AUSTIN (KXAN) — Several well-known politicians were sent packing Tuesday, after the Texas primaries.

The Republican race for attorney general is perhaps the best example of that happening, but a May runoff means it’s not over yet.

Three candidates for the attorney general spot were already in statewide elected positions, as well as a congressman.

A Republican runoff could be stressful news for incumbent Ken Paxton.

Instead of spending many months focusing on a general election opponent, he’ll have to take the time to keep campaigning against someone in his own party — with a felony indictment still hanging over his head and accusations of misusing his office to benefit a political donor.

Those issues would likely come up in a runoff.

If a runoff were to happen, that election would happen on May 24.

As of 9:30 p.m.
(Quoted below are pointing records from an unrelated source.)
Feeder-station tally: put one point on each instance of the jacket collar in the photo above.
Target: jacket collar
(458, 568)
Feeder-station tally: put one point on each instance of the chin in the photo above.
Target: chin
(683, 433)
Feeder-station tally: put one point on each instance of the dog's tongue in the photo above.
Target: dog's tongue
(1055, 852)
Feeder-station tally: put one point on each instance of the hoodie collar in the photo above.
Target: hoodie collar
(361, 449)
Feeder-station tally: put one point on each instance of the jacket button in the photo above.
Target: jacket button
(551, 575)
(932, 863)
Tuesday, a winner hasn’t been called in the attorney general race.

In Texas, a runoff is between the top two finishers in a primary, if the primary winner doesn’t get at least 50% of the vote.

In general elections in Texas, the candidate with the most votes wins, even without getting half the votes, like former Governor Rick Perry in 2006, who won the general with 39% of the total vote.

Runoffs can be exciting for challengers and sometimes scary for incumbents.

A fairly recent runoff you may remember paved the way for U.S. Senator Ted Cruz in his first election in 2012.

While it wasn’t an incumbent he beat, he did win against a sitting lieutenant governor, David Dewhurst, who had already won four statewide elections, which hurt Dewhurst’s political career.

Two years later, Dan Patrick, then a state senator, beat Dewhurst in his re-election bid in a runoff and became lieutenant governor.